Semi related, I have a huge number of BC-250's [0]. Now that ETH mining is over,...

speps · on Sept 25, 2022

Contribute to the different volunteer computing projects: https://en.wikipedia.org/wiki/List_of_volunteer_computing_pr...

latchkey · on Sept 25, 2022

Good suggestion, I reached out folding. Let's see what happens.

Melatonic · on Sept 26, 2022

GIMPS!

liminalsunset · on Sept 25, 2022

How well did the economics of this kind of an operation end up working out? Seems like these were a fairly recent development, so they really wouldn't have had much time, say, the 500 days cited to reach profitability.

It would be interesting to see how the GPU driver side of this works. If they boot Ubuntu, what kind of GPU driver is required to run the GPU? Is it open source amdgpu compatible?

In any case, these would work rather well for some kind of VPS server hosting or maybe more like dedicated server hosting, given the density/form factor. That is assuming the driver situation doesn't preclude a choice of operating system...

latchkey · on Sept 25, 2022

They run standard Ubuntu 20.04 and can be upgraded to 22 or whatever else comes along.

Standard AMD Ubuntu driver (21.50.2.50002, but can be upgraded as well). Heavily modified the AMD packaging to minimize it to just the necessary files because these iPXE boot (sadly, still around ~60megs).

The bigger issue is that they don't have any onboard persistent storage (could be added, but the speed is limited to about 500mbit/s) and they are only gigE.

Running strictly from memory, they are also prone to memory corruption. Odd, I know, but I see it at the scale we operate. Thus, they need to be treated as interruptible machines. Reboot to running is about 60s.

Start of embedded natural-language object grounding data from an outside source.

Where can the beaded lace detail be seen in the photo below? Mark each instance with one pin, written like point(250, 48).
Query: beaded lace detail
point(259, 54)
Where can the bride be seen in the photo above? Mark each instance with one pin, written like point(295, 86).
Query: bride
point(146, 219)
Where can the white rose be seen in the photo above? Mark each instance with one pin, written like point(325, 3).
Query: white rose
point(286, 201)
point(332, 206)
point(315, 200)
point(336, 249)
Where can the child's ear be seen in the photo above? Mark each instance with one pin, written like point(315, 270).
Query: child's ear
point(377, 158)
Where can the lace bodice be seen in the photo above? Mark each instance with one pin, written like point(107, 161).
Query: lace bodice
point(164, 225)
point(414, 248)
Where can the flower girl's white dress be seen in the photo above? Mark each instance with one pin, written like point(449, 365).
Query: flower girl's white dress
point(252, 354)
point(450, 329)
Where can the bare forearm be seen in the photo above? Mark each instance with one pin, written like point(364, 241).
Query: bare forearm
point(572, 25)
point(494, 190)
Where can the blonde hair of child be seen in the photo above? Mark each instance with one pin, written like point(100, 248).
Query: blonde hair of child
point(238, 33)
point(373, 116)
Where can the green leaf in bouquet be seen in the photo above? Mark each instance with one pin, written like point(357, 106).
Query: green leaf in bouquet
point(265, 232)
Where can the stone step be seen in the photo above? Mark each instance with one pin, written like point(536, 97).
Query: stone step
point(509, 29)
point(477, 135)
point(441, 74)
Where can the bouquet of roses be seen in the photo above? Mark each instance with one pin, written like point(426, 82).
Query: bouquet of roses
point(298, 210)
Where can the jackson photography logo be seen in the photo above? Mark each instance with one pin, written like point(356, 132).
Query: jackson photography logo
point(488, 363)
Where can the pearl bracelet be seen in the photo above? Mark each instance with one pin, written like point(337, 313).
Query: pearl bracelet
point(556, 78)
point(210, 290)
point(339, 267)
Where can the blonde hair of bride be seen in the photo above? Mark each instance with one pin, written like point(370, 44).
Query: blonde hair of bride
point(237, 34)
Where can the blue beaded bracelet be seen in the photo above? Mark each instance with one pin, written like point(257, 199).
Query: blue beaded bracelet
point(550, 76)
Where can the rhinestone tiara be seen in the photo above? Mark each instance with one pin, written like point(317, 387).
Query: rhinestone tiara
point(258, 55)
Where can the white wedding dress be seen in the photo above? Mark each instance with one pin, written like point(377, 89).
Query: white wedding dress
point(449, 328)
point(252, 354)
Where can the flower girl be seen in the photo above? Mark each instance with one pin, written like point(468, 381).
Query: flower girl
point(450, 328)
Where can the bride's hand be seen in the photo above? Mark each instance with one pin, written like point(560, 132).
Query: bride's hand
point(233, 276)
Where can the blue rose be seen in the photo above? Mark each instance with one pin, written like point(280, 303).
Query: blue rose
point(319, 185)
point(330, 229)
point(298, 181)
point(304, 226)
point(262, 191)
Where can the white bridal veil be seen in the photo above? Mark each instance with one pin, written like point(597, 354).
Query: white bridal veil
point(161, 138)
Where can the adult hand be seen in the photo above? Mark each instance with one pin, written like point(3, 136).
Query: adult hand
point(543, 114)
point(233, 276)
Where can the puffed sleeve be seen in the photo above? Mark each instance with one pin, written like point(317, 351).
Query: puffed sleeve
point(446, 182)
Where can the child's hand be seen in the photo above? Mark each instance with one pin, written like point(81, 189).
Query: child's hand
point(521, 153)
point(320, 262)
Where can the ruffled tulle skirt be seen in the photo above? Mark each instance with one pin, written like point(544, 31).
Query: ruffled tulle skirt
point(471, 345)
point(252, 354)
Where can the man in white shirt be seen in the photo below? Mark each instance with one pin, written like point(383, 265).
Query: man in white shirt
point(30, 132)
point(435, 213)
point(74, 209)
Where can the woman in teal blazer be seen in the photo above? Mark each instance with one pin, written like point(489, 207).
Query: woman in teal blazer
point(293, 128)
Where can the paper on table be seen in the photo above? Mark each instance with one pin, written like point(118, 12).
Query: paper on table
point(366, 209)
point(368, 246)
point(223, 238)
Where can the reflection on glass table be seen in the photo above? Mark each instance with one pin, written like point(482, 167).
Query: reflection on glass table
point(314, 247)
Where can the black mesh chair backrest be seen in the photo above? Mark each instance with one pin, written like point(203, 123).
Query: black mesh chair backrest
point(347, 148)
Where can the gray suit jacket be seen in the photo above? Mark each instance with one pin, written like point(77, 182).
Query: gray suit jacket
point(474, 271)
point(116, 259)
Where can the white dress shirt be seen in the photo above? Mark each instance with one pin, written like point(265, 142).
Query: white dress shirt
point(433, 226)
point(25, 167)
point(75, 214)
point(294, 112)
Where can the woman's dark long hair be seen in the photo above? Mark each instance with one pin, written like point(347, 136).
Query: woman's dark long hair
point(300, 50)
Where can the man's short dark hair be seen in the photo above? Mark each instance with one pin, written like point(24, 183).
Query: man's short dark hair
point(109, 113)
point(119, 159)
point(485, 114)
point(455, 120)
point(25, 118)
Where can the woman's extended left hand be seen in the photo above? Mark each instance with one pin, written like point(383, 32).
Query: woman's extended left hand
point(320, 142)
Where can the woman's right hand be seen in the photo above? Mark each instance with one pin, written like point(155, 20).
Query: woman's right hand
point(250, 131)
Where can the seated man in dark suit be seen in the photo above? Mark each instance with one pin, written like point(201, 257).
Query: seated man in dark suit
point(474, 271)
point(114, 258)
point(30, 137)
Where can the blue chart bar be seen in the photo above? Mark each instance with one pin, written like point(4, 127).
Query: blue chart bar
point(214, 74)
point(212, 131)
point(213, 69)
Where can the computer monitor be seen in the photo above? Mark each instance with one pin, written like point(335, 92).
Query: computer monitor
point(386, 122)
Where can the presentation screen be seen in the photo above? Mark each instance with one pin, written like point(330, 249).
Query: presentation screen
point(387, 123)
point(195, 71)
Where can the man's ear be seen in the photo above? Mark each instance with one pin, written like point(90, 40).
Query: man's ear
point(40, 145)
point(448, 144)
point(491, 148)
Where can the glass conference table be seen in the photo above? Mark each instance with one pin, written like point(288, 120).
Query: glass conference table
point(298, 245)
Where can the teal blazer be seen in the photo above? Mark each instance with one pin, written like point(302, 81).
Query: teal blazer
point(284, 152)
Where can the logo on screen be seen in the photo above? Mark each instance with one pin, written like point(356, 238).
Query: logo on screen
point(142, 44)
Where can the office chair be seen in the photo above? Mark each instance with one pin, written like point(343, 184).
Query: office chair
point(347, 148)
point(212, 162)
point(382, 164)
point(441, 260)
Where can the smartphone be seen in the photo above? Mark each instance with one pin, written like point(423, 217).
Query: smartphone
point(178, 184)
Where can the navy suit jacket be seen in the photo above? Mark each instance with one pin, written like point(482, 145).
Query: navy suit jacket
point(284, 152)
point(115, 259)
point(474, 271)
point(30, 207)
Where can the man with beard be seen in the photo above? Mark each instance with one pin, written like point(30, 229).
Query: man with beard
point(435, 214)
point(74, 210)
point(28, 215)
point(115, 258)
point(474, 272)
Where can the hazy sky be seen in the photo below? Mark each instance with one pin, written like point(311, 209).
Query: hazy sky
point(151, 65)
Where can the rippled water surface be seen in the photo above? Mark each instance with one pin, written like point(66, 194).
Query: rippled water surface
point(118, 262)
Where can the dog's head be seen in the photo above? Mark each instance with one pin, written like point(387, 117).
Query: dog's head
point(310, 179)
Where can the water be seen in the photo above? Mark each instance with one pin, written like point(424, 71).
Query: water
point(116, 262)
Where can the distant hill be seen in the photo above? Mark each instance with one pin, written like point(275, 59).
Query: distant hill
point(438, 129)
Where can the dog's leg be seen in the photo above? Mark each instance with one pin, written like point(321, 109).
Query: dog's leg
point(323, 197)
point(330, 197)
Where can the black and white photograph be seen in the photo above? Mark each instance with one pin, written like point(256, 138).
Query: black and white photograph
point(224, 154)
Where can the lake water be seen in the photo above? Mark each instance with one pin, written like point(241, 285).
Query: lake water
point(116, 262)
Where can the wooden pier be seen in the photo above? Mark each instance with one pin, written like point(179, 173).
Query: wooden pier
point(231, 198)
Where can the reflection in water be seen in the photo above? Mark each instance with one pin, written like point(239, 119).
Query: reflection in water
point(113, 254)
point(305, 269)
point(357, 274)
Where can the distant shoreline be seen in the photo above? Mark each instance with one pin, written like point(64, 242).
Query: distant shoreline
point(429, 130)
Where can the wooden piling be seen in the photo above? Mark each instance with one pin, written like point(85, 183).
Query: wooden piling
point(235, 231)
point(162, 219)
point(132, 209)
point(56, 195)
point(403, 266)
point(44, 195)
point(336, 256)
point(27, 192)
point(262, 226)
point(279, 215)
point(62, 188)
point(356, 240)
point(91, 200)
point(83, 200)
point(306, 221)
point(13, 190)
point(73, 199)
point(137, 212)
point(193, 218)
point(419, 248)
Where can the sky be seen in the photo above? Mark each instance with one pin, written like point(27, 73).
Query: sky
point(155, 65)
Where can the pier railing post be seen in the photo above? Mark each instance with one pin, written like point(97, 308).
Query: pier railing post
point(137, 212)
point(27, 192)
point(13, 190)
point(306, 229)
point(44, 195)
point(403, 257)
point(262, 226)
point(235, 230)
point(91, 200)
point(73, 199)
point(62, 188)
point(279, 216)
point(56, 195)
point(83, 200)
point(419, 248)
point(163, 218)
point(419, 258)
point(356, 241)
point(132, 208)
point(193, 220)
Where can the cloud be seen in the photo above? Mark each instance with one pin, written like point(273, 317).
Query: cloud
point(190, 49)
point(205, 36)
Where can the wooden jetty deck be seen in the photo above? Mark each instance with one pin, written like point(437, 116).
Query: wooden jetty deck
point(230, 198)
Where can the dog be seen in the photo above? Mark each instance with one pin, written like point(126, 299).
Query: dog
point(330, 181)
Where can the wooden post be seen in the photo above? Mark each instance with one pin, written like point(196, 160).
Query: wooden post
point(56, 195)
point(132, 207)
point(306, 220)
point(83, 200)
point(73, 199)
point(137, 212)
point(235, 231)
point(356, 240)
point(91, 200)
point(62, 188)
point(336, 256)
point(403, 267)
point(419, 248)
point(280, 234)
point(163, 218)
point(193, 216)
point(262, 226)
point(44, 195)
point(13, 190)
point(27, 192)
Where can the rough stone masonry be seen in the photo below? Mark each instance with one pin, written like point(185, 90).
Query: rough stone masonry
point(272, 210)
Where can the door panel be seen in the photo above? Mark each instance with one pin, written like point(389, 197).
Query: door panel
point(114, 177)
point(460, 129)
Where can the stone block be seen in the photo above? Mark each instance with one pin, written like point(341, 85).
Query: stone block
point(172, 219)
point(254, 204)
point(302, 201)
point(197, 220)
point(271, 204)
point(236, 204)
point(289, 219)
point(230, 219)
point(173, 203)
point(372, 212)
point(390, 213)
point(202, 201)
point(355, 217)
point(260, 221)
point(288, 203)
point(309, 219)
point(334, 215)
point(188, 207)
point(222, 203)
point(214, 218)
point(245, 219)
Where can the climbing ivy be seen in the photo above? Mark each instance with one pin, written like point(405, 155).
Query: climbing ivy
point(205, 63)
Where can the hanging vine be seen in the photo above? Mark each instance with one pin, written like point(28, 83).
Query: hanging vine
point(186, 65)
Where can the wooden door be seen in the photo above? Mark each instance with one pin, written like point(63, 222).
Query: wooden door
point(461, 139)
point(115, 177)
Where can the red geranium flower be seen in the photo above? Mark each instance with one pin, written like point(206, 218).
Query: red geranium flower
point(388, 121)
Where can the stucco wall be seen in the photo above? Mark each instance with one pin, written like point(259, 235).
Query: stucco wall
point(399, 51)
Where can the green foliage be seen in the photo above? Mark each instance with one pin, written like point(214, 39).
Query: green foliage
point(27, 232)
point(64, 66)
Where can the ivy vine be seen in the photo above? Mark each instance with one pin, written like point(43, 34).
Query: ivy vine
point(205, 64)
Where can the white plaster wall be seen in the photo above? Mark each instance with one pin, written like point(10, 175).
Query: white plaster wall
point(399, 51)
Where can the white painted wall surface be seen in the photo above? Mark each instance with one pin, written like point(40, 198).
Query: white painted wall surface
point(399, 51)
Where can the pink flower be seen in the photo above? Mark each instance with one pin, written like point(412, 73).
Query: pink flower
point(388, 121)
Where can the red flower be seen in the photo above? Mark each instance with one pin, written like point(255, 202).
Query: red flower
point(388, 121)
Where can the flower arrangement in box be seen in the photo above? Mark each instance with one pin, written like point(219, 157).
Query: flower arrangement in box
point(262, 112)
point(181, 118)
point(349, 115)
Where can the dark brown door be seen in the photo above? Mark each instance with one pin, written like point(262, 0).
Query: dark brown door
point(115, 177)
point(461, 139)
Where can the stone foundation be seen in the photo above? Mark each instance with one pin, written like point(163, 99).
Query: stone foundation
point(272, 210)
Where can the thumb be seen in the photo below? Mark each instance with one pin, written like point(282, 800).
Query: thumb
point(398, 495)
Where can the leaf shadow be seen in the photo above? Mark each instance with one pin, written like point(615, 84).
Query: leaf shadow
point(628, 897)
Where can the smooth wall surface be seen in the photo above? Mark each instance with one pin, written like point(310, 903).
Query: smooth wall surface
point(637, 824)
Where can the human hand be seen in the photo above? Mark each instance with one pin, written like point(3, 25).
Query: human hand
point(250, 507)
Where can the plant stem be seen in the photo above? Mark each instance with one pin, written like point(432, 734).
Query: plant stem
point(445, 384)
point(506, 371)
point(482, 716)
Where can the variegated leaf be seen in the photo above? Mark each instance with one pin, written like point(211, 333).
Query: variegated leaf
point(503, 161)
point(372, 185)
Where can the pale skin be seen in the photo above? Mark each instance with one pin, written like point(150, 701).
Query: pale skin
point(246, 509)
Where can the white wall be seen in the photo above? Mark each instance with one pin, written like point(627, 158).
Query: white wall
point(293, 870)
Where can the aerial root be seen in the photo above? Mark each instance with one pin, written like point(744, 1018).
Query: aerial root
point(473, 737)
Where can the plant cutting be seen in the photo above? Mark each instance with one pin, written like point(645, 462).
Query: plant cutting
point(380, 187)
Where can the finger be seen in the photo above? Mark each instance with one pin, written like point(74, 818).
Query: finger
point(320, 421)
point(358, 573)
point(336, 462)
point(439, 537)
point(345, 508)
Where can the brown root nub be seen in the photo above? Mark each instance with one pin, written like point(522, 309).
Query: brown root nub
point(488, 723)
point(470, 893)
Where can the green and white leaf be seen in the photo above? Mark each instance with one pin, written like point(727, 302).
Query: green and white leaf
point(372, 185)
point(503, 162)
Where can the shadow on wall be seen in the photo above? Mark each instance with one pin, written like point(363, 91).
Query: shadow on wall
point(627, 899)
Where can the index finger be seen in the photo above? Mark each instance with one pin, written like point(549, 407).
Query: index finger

So, quite a few limitations, but still good hardware, if we can find a good workload for them.

liminalsunset · on Sept 25, 2022

Is this memory corruption you speak of silent, or simply fatal?

This could be a significant problem if the workload requires some form of integrity, since the hardware could be quietly introducing errors into otherwise normal looking computing

I remember having this issue with overclocked AMD cards mining too, where it was common to try to undervolt or overclock the memory. I wonder if any of those tuning tools work here, and if it would be possible to underclock the memory to increase its stability.

Either way, this echoes some of the sentiment I generally had around hardware intended for mining, including the bitcoin branded 2000 watt power supplies built with bottom of the barrel parts. Most hardware built for mining was built with exactly one purpose in mind, and has significant warts when it is attempted to be repurposed. The kind of constraints and requirements that cryptomining presents are really quite different from those of most modern IT systems.

latchkey · on Sept 25, 2022

Silent. It'll be things like you can't ssh into the box any more or you log in and can't reboot it. Likely due to ethash mining, which is heavily RAM based and the voltage/clocking. Luckily, it is easy to change those settings to build more stability. I have a process that auto tunes the machines for known instabilities... but the weird silent ram corruption ones are much harder to detect.

You're totally right that mining hardware was majority single purpose, especially at large scale. Those PSU's did the job, but yes, in general, hand soldered in China and prone to do weird things.

It certainly puts a hamper into what can be done with it now that the merge has happened, but I'd like to keep trying to find uses!

liminalsunset · on Sept 25, 2022

I wonder if these have any chance of running TensorFlow or other ML applications. The problem would again, be that there is no local storage and thus the 4GB Stable Diffusion model might be a bit much, but once loaded, perhaps it may work well for that kind of non critical application.

I think one of the reasons GPU memory corruption may cause the system to freeze is because the GPU and main memory are unified on APUs, which would probably explain the machines being difficult to login or use sometimes

latchkey · on Sept 25, 2022

It is effectively this GPU with RDNA1: https://en.wikipedia.org/wiki/Radeon_RX_5000_series

Yes, shared memory is definitely the cause.

ThePowerOfFuet · on Sept 25, 2022

> Running strictly from memory, they are also prone to memory corruption. Odd, I know, but I see it at the scale we operate. Thus, they need to be treated as interruptible machines. Reboot to running is about 60s.

This would be an instant dealbreaker for me. To quote the inimitable Sweet Brown, _ain't nobody got time for that_. [1]

1: https://en.wikipedia.org/wiki/Ain't_Nobody_Got_Time_for_That

throwagpu · on Sept 25, 2022

Do these support graphics of any kind? Can you run a test with Vulkan? Can the boards run windows and correctly start DirectX?

latchkey · on Sept 25, 2022

It is effectively this GPU with RDNA1: https://en.wikipedia.org/wiki/Radeon_RX_5000_series

I don't know about Windows, but at this scale, I doubt it would be easy to iPXE boot this many blades over gigE.

tekno45 · on Sept 25, 2022

stable diffusion hosting

capableweb · on Sept 26, 2022

Seems to be AMD cards, which has way less support in the ecosystem.